Pikes and cross bows R Us
As Stalin said, "How many divisions does the Vatican have?"

funny double standard or TJ wrong again!
It would be funny idea if as the Author say "Democratic capitalist Japan, wholly dependent on open sea lanes for all its energy needs, faces potential aggression from China and North Korea".
This is the exact reason Japan started it's war with the US in WW2.
As for Japan armed forces TJ as is the norm wrong, wrong. Armed forces are measured on weapons, training and size and willingness to fight. Japan has show in the past it can do all if it wants. You see TJ is a racist fool he thinks that Yanks are superior to everyone else when in fact the reality is Yanks are the same as everyone else. You see you get what you pay for if you want the best armed forces in the world then you have to pay about 500,000,000 a year. Japan also gets what it pays for.

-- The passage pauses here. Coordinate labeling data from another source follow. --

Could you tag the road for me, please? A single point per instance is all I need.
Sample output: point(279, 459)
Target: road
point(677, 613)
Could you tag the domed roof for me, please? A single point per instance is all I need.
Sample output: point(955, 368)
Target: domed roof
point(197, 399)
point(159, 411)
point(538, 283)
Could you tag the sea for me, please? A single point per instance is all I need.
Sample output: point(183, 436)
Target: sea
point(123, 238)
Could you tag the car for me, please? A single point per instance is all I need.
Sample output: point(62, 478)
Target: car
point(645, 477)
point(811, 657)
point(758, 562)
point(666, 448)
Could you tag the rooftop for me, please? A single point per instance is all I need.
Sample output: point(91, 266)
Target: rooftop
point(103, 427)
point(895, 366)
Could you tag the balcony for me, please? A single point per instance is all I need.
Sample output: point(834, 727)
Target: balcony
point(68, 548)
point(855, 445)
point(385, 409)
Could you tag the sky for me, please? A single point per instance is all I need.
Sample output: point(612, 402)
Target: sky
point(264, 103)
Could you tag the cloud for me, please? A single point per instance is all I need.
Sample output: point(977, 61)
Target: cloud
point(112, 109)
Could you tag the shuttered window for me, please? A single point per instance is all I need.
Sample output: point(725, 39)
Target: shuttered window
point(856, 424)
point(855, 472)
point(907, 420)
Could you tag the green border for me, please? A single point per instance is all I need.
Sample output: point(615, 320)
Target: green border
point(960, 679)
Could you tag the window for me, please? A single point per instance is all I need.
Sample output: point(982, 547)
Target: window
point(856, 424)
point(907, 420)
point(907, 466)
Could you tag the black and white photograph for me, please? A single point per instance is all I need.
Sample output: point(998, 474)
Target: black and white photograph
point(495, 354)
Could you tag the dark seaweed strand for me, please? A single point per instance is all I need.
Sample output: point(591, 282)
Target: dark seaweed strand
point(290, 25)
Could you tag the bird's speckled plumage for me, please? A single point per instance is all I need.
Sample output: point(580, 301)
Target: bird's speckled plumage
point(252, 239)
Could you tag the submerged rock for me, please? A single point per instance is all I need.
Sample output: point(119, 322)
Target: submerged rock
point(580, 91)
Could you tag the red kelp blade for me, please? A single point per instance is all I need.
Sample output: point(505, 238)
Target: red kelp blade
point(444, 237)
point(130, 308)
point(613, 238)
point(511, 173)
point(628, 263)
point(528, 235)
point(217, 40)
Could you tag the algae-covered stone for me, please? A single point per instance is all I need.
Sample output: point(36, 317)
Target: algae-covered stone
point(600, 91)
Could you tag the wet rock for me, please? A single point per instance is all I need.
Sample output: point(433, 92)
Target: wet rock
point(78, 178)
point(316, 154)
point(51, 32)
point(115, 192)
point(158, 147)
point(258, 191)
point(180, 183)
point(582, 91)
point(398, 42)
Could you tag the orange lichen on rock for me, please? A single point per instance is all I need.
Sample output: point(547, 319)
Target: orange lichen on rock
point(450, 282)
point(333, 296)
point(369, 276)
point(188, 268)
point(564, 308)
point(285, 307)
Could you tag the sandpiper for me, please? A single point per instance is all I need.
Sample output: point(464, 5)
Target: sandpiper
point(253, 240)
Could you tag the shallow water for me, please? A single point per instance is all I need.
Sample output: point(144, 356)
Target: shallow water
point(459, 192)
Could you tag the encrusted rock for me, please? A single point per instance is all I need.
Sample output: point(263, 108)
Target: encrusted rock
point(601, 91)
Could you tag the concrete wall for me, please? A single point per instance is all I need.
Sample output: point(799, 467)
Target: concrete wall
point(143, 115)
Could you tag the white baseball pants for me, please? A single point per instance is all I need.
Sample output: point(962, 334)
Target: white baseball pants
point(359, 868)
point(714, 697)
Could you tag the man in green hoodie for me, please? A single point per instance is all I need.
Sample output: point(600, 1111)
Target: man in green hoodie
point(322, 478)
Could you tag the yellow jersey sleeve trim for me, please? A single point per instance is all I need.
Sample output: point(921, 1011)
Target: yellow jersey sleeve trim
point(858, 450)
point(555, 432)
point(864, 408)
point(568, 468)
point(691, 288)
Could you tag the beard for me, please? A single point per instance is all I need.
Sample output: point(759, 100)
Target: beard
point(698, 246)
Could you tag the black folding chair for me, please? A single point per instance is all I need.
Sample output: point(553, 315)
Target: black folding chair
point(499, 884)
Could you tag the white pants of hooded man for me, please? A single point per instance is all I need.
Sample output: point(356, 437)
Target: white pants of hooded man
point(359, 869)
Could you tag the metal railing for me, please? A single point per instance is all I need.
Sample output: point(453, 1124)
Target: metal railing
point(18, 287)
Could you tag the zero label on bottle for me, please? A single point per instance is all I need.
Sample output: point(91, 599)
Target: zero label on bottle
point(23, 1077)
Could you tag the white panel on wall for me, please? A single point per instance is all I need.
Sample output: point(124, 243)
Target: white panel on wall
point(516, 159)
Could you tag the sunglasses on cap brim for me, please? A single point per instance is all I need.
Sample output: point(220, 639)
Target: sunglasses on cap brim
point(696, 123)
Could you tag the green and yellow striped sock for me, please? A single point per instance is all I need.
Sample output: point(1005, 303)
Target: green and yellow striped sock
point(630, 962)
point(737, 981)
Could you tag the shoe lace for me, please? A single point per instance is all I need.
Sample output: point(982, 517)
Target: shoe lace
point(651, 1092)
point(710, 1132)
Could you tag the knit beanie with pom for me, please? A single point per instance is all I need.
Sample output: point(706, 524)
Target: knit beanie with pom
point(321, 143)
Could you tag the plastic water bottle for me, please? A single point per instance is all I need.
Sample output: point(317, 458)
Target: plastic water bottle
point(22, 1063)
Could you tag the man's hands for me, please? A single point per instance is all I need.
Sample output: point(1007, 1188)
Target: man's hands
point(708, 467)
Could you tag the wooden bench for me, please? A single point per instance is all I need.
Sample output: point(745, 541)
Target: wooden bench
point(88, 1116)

Geeks in search of lithium
We all realize yout vast expertis based on your long military career and years studying national security matters combined with a years residing in Japan.

So I thought I might draw upon your vast knowledge and give you the chance to show off for the readership by answering a few questions:

1. What was your MOS?
2. What is the TOE that would indicate Japanese's Army establishment?
3. How does the Netherlnd pay scales compare to Japan's? What do they indicate about military effectiveness?


Thank you for demonstrating the degree of knowledge; education; and luidity that is your trademark.


By the way we all know you'll be able to answer based on your year's of experience playing with your GI Joe in the sandbox. By the way have you cleaned up your sandbox and put your GI Joes away?